The Temple of Gold
- First edition
- Author: William Goldman
- Language: English
- Publisher: Knopf
- Publication date: October 14, 1957
- Publication place: United States
- Pages: 277

= The Temple of Gold =

1957 book by William Goldman

The Temple of Gold is a 1957 novel by William Goldman. It was Goldman's first novel, and launched his career.

==Background==
The novel was written in three weeks over the summer he graduated from college, in June–July 1956. Goldman had never written a novel before, but had several years experience writing short stories, though none had been published.
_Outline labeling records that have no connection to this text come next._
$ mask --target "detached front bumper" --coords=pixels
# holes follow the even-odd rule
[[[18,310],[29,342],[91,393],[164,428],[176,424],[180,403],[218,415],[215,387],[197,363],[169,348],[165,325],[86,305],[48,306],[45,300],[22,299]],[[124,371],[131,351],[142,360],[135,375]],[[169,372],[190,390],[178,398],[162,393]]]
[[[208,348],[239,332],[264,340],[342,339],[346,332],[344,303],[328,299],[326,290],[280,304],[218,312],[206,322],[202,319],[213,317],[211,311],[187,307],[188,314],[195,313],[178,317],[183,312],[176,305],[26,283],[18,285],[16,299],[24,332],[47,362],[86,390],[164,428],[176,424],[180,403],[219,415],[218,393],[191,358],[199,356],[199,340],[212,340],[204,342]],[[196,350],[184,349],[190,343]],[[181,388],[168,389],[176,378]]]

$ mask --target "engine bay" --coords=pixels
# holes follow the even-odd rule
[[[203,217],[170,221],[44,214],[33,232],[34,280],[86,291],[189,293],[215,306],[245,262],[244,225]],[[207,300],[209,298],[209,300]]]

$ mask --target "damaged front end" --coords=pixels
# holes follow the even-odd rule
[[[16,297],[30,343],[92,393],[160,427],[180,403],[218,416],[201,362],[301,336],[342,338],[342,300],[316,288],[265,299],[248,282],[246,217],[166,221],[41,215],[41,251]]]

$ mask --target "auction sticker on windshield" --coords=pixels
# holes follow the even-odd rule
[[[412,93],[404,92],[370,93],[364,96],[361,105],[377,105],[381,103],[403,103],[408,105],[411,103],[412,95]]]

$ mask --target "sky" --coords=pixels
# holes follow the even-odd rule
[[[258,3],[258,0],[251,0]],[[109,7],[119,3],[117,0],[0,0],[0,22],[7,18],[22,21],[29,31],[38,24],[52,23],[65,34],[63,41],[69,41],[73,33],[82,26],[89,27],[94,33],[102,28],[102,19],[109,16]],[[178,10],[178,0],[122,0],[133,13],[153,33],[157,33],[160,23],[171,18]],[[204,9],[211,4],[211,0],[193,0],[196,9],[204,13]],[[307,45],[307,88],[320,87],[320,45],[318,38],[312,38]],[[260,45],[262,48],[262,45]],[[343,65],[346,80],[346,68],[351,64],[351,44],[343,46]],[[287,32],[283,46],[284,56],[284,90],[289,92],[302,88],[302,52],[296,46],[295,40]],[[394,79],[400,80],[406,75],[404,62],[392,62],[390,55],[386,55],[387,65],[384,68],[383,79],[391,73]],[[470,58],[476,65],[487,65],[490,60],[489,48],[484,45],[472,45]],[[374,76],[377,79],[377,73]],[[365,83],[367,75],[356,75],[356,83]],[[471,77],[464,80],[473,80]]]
The title Temple of Gold was taken from the film Gunga Din. Another influence on the book was the novel Bonjour Tristesse. Goldman had recently done military service and met a man who had an agent. He sent the novel to the agent, and through him got representation from Joe McCrindle. McCrindle sent it to Knopf, who accepted it for publication. Goldman said Knopf:
Wanted me to double it in length and I didn't know what to do about that... That's still the most amazing thing I've ever heard any young writer be told. I was able to do it through some kind of madness but, Jesus, it's an insane thing for an editor to say.
Goldman says he has "no idea why" Knopf accepted the novel "but one of the things that happened, there was an interest in publishing books by young writers and I was one of those writers who basically got picked up along with it."
Goldman later reflected:
I never would have continued as a writer if The Temple of Gold had not been taken by the first publisher I sent it to. I'm not that masochistic. There was no way I was going to write anymore. I didn't know that then, but I know it now. There was no encouragement; no one ever said I had any talent. I had never written anything much over two pages long. I had done badly in school in terms of writing. I did not want to be a failure, but I did not have the courage to write a second book if the first had not been accepted.
A 2001 Ballantine paperback edition of the novel included as an afterword a first chapter removed by Knopf.

==Reception==
According to Goldman, "the book, like most of my books, got crucified in hardcover and was a very, very successful book in paperback. Most of the books that I've written had their success in paperback."

==Film adaptation==
Walt Disney Studios Motion Pictures purchased the film rights to the movie.